In other news, the first in the nation primary is upon us. The calls, the door knocking, the mailings, and the ads…oh, it’s almost over.
Given that this is NH, I expect most readers have met at least one candidate, and been to events, and done some reading and talking and thinking about who to vote for.  I hope you’ll all find time to exercise the franchise on February 9th. The NH legislature continues to try to solve the non-existent problem of voter fraud by attempting to make voter participation increasingly difficult. Vote while you still can. 

The primary circus will leave town, and we can get down to the serious business of our state elections. As big and colorful as the primary stuff is, the folks we elect to our local, county, and state governments have a much bigger impact on our daily lives than the president does. Thanks to Citizens United, the cash spigot will be flowing in ways we’ve never seen or imagined. We will all need to pay close attention.

This was published as an op-ed in the February 4, 2016 issue of the Conway Daily Sun.  


Victoria Parmele said...

Thank you Susan; great connecting of dots as usual.

I connected one myself tonight - got an email about a bill, HB1686 to repeal the Land and Community Heritage Program. I checked who the sponsors were, and lo and behold, I hit the Free State Project jackpot - Reps. Keith Ammon, J.R. Hoell, Glen Aldrich, Jason Osborne, and Laura Jones.

The "leave us alone" gang is at it again.

Victoria Parmele said...

23 members of the House Finance Committee voted that HB1686 was Inexpedient to legislate. But Free State Project Rep.

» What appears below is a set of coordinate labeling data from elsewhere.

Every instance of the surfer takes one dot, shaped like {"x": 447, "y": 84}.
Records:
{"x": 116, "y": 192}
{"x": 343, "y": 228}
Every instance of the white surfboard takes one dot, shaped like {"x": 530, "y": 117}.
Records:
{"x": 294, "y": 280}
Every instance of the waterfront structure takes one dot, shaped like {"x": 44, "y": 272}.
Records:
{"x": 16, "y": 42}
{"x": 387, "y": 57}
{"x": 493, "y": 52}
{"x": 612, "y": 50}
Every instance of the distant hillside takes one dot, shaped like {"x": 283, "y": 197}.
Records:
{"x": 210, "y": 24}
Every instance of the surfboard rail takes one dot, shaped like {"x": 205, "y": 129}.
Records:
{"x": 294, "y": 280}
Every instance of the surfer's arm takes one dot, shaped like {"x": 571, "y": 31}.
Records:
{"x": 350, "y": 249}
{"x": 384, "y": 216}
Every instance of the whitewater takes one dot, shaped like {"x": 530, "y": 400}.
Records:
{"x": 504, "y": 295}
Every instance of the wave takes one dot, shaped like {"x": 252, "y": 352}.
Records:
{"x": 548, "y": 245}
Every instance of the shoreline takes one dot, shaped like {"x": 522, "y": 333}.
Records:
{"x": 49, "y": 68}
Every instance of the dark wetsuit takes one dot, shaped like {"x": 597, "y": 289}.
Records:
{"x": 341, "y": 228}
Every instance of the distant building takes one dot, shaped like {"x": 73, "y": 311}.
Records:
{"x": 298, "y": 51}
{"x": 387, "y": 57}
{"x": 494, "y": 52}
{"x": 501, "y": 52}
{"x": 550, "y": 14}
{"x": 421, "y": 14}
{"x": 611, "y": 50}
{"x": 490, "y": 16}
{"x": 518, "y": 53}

Dan McGuire voted against ITL, and because the vote wasn't unanimous, it will go to the House for possible debate.

Rep McGuire said LCHIP should be repealed because: it wasn't in the public interest to remove land from "productive" uses (property tax generation?); the Legislature shouldn't make decisions that future legislatures could not revoke; the state money probably doesn't cause other money to be put into projects. Rep. McGuire said there was interest in conservation before LCHIP was created, and it would continue if the program did not exist.

What do Free Staters have against land conservation, and why ?

The vote was a good outcome for LCHIP. It will also be helpful if many legislators hear that their constituents support the continuation of LCHIP between now and when the vote comes to the House. I’ll let you know when that date is set.

susanthe said...

Free Staters think everything should be privately owned. Everything. In the world of the FSP, everything is for sale, everything is a financial transaction, and nothing is done without expectation of some kind of payback.

You will appreciate the irony in this story, Victoria. A historic farm in Dunbarton was preserved by LCHIP. Folks in town were pretty happy about this. Dunbarton is also the home of JR Hoell. The people who vote for him have no idea who he is or what he represents. They vote for the R next to his name.

Bob Wolff said...

Good to read your piece, Susan! Hope the election improves things for the future!